Stephen estaba sentado junto a su paciente en la enfermería, que se balanceaba suavemente. Estaba casi seguro de haberle sacado de su estado crítico —desde hacía una hora había aumentado el ritmo de las pulsaciones, antes muy débiles, le había bajado la temperatura y su respiración era normal—, pero su triunfo sólo ocupaba un pequeño rincón de su mente, el resto lo ocupaba el miedo. Pudo escuchar o, mejor dicho, oír involuntariamente muchos comentarios buenos sobre él: «El doctor es de fiar… El doctor no dejará que nos maltraten… El doctor es un defensor de la libertad… Es instruido; sabe francés… Además, es irlandés…». El murmullo de aquella conversación del fondo dejó paso a un expectante silencio; los hombres le miraron ansiosamente, dándose codazos unos a otros, y un corpulento irlandés, que visitaba a un compañero, se puso de pie y volvió su rostro hacia él. En cuanto Stephen le vio hacer un movimiento, se escabulló de la enfermería. En el alcázar vio a Parker hablando con el teniente de Infantería de marina, mientras ambos observaban un navío de guerra de tres puentes que estaba al suroeste; éste surcaba el Canal con todas las velas desplegadas y las alas de babor y estribor, y las blancas olas de proa se deslizaban por sus costados. Sentados junto al portalón, dos guardiamarinas que no estaban de servicio formaban con cabos algo muy complicado.
—Señor Parslow —dijo Stephen—, tenga la amabilidad de preguntarle al capitán si puede recibirme.
—Iré cuando haya terminado esto —dijo Parslow tranquilamente, sin levantarse.
Babbington dejó a un lado su pasador, de una patada empujó a Parslow escaleras abajo y dijo:
—Iré yo, señor.
Un momento después volvió corriendo.
—El capitán está con Astillas ahora, señor, pero tendrá el gusto de recibirle dentro de cinco minutos.
«Tendrá el gusto» era una frase convencional; además, era obvio que la conversación del capitán Aubrey con el carpintero había sido desagradable, porque tenía una mirada afligida, casi desesperada, y sobre su escritorio había un trozo de madera podrida con un perno desprendido. Se puso de pie torpemente, doblando la cabeza bajo los baos, con aire desconcertado, confuso.

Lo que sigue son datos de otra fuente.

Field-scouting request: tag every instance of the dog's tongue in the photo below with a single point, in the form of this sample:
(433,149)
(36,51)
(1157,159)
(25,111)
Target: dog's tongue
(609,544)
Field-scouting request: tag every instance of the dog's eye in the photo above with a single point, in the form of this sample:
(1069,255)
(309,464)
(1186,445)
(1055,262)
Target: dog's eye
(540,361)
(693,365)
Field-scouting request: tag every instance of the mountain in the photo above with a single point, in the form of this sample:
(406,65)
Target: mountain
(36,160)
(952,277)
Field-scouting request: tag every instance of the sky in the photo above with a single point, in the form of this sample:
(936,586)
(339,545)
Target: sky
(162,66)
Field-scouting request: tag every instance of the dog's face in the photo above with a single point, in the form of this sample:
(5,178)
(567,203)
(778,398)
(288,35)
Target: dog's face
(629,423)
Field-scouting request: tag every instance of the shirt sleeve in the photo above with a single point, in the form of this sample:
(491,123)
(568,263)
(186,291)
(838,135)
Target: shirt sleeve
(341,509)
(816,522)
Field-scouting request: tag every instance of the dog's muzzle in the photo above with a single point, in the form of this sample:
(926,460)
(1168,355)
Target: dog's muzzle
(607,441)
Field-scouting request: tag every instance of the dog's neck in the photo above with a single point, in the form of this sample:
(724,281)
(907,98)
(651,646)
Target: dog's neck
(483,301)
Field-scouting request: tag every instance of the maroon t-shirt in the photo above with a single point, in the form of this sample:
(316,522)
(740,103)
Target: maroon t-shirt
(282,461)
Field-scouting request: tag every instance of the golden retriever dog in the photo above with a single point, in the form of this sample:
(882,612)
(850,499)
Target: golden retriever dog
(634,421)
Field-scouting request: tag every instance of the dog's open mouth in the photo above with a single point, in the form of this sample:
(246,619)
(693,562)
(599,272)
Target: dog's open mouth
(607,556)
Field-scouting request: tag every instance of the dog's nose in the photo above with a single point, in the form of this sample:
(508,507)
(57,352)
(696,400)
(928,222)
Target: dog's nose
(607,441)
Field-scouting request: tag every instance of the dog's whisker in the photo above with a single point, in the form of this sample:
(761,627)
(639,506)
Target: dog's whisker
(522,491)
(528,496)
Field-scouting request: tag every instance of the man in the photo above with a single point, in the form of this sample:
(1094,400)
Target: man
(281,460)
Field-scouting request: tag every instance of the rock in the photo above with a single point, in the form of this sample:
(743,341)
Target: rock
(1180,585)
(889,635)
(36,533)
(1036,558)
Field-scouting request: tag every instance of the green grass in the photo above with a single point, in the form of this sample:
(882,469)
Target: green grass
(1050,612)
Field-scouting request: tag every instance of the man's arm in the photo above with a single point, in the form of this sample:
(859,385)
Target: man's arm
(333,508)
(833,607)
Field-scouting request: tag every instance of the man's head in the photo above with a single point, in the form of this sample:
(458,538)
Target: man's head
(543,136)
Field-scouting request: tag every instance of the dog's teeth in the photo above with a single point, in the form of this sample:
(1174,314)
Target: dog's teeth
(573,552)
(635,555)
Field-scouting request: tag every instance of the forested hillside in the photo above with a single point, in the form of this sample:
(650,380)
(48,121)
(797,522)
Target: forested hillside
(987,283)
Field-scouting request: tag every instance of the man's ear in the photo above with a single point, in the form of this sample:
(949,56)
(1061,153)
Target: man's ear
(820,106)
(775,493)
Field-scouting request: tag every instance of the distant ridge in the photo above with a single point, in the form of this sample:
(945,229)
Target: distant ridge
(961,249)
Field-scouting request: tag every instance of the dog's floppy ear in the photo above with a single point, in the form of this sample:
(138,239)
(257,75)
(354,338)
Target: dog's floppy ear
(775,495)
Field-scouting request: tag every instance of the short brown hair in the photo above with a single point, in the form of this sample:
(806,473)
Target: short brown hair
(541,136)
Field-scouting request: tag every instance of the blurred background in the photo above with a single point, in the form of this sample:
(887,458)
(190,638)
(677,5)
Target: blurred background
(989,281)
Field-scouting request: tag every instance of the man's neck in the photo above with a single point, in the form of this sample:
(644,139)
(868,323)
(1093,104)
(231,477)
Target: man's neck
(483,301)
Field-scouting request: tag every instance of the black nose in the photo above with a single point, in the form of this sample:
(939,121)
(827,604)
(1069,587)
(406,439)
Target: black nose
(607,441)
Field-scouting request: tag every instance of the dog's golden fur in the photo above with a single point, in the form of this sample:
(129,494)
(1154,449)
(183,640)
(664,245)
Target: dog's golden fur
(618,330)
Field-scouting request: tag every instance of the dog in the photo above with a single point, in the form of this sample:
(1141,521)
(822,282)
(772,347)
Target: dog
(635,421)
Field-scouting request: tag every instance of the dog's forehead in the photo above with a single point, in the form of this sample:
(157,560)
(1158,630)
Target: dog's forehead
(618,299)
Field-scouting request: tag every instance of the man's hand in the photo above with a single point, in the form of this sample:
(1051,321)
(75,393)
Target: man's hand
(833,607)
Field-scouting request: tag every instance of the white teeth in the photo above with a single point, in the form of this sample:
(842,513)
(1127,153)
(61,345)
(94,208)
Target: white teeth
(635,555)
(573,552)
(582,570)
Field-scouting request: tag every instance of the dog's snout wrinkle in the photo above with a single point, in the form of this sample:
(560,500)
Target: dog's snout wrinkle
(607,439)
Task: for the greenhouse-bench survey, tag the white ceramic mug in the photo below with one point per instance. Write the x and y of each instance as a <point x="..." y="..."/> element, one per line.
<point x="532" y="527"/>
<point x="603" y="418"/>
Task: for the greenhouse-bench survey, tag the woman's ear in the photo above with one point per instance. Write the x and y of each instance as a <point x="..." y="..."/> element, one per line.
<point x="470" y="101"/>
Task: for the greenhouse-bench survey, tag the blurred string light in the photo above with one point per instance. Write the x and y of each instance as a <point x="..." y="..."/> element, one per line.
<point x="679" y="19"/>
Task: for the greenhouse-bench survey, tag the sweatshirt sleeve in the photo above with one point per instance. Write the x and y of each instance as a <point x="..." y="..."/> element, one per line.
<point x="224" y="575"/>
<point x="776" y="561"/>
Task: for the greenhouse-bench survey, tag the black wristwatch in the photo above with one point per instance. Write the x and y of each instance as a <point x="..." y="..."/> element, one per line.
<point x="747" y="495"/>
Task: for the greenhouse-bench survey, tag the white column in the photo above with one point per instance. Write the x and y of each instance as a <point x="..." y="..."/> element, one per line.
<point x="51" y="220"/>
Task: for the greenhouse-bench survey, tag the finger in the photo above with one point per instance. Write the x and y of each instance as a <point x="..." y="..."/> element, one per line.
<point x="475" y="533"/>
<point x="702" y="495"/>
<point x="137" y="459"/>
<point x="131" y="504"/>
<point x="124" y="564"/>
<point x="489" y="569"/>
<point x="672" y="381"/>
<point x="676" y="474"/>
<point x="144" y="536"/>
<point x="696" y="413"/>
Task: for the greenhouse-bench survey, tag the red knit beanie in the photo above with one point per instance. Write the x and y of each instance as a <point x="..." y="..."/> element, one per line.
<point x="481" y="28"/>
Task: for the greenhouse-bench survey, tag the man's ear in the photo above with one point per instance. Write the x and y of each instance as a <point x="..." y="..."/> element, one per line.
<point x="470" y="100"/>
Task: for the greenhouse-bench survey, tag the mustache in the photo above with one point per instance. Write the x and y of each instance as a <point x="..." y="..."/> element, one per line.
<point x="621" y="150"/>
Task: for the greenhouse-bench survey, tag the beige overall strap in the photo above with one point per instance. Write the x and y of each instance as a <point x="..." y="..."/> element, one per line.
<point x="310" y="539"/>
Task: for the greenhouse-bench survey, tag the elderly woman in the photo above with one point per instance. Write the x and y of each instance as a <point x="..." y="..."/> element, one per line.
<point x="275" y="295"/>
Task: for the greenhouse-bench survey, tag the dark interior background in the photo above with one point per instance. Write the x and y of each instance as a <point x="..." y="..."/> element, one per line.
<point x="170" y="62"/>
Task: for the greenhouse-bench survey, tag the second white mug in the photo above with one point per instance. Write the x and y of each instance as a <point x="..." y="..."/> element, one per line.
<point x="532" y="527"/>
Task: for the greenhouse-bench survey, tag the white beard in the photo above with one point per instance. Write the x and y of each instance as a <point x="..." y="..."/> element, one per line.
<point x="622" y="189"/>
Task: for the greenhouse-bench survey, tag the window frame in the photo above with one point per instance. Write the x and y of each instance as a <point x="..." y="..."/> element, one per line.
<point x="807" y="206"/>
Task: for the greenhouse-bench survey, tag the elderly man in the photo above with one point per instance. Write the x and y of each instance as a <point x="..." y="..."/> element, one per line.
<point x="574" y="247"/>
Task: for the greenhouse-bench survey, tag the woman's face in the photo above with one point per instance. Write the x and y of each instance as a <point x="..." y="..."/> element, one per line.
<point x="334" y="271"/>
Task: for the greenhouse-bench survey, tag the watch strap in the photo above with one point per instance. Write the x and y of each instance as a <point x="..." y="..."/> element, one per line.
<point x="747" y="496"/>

—Siento haber tenido que pedir esta entrevista, señor —dijo Stephen—. Es probable que haya un motín mañana por la noche, cuando el barco esté cerca de la costa francesa. Tienen intención de llevarlo a Saint Valéry.
Jack asintió con la cabeza. Esto confirmaba su idea de la situación, su interpretación de las miradas tristes y huidizas de los antiguos tripulantes de la
Sophie,
el comportamiento de los marineros, el hecho de que sacaran del pañol una bala de veinticuatro libras y la hicieran rodar por cubierta en la guardia de media. Su barco se hacía pedazos bajo sus pies y la tripulación faltaba a su deber y dejaba de ser leal.
—¿Puede decirme quiénes son los cabecillas?
—No. No, señor. Puede usted llamarme muchas cosas, pero no delator. Ya he hablado bastante.
No. Muchos cirujanos con un pie en este mundo y otro en el de los muertos preferían estar del lado de los amotinados, como aquel hombre en Nore y el infortunado Davidson, a quien habían colgado por eso en Bombay. Incluso Killick, su propio sirviente, incluso Bonden —ambos debían de saber lo que se estaba preparando— serían incapaces de delatar a sus compañeros, aunque le tenían mucho afecto a él.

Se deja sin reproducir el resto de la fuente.